“Do Not Stand At My Grave And Weep

by Mary Elizabeth Frye (1905)

Do not stand at my grave and weep;

I am not there. I do not sleep.

I am a thousand winds that blow.

I am the diamond glint on snow.

I am the sun on ripened grain.

I am the gentle Autumn rain.

When you awake in the morning hush,

I am the swift, uplifting rush

Of quiet birds in circling flight.

I am the soft starlight at night.

Do not stand at my grave and cry;

I am not there. I did not die.”

Our gratitude has to go to the Eastern Cape Province of AZAPO for immortalising the name of Cde Sonwabo Paper Ngxale, who would have turned 55 this year, by naming itself after this intellectual giant of our time.

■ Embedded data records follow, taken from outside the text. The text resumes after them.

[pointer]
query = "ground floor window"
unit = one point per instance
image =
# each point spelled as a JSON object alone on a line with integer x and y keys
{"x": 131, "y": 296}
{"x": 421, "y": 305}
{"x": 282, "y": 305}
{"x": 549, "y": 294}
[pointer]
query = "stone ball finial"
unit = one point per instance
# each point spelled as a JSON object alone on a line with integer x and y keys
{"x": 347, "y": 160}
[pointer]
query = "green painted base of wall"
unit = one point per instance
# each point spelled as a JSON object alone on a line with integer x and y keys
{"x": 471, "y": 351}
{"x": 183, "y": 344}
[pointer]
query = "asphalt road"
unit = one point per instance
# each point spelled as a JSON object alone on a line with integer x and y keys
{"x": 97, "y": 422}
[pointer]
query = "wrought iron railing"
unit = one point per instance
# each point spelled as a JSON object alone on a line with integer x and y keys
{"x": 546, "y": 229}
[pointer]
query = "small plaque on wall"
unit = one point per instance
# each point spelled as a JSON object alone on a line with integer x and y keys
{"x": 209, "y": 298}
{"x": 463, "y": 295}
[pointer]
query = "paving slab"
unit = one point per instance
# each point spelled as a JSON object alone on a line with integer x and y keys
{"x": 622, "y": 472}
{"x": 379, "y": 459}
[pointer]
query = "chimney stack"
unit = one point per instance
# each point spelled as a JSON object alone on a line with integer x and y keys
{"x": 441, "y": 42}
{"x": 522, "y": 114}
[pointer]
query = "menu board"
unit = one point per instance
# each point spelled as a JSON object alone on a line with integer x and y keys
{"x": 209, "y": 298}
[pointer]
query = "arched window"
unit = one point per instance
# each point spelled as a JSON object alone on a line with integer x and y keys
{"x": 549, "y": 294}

It is right that you could do that, for Afrikan Spirituality consistently tells us that Cde Paper did not die. He lives on because life is a constant that does not die, but merely changes form to live forever. Just as water changes form to ice, and steam to water, life changes form from physicality to Spirituality, and Spirituality impacts on physicality.

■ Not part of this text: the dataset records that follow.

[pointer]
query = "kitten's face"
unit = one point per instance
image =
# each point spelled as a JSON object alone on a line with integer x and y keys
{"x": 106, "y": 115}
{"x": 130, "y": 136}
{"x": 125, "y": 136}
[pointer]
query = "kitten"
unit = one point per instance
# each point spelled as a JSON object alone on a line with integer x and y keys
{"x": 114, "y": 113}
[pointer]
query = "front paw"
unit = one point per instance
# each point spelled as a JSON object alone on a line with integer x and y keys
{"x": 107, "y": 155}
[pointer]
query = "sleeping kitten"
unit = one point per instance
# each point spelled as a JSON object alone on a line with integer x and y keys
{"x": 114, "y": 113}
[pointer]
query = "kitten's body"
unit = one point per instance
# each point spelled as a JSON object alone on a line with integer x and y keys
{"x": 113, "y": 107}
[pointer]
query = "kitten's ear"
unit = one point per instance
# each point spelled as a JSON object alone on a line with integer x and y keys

Cde Paper could just be saying to us, “Do not stand at my grave and weep; I am not there. I did not die. I am a thousand winds of the Azanian Revolution that blow”.

I know that Cde Paper could be telling us this. I grew up with him. He is my peer. We lived together in the same vicinity in Kwazakhele in PE. His home and mine are just a few streets from each other. We played together. Together with the likes of Cde Mzimasi Mabongo and the younger Boyboy Mahlakahlaka, we would visit one another’s home and debate politics till dawn. As young as we were, we were ahead of ourselves and grappled with complex philosophical and political economy questions. Sometimes we would painfully box ourselves into philosophical streams like Existentialism, Empiricism, Stoicism, Structuralism, Constructionism or Determinism.

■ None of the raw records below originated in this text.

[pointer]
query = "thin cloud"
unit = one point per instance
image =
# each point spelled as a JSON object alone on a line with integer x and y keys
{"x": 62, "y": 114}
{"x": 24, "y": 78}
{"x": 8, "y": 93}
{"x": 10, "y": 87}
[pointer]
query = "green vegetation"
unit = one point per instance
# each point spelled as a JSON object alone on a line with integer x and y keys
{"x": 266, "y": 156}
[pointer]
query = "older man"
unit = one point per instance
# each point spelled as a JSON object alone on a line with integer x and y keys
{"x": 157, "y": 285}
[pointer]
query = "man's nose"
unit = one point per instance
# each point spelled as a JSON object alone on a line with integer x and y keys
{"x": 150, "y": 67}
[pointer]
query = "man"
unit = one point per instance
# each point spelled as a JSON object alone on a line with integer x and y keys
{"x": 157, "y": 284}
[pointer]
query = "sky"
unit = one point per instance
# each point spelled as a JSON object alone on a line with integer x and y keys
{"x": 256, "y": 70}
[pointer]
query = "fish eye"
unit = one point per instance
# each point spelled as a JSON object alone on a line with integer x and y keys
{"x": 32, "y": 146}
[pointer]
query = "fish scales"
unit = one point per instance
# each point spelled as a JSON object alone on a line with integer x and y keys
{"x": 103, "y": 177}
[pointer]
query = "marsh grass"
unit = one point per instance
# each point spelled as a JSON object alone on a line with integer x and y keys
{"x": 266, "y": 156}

I remember vividly that at some stage I believed I was a “Stoic”. I am not even sure that our grasp was sufficiently strong, but it was strong enough for kids who defied the structural lack of educational resources. Our sheer cognitive curiosity and intuitive zeal propelled us forward. However, it was after being cornered by the likes of Cde Paper in our nocturnal debates that I drifted to being a “Determinist”. The onus was on you to defend your philosophical standpoint. That forced us to frequent the library and read as much as we could about our philosophical preferences and those of others to be able to debate with confidence when we regrouped. It is important to note that these were informal political and ideological debates. We did not have to wait for the official ones sanctioned by AZAPO because we knew the value of self-cultivation. You could not survive in that highly competitive and critical setup without regularly equipping yourself with information and knowledge.

Every boy of our age had no choice but to play football in the available spaces for communal taps, which were called “gap-taps” in Kwazakhele township. We called those contests something that sounded like “chaylence”. It is only much later that we came to know that we meant “challenge”. In senior football circles the name “Paper” was reserved for the most talented and skilful players. His dribbling wizardry earned our Comrade the football nickname “Paper”, which remained glued on him even long after he had stopped playing competitive football. Like everyone with the nickname “Paper”, we sometimes affectionately referred to him as “Maphepha” (papers).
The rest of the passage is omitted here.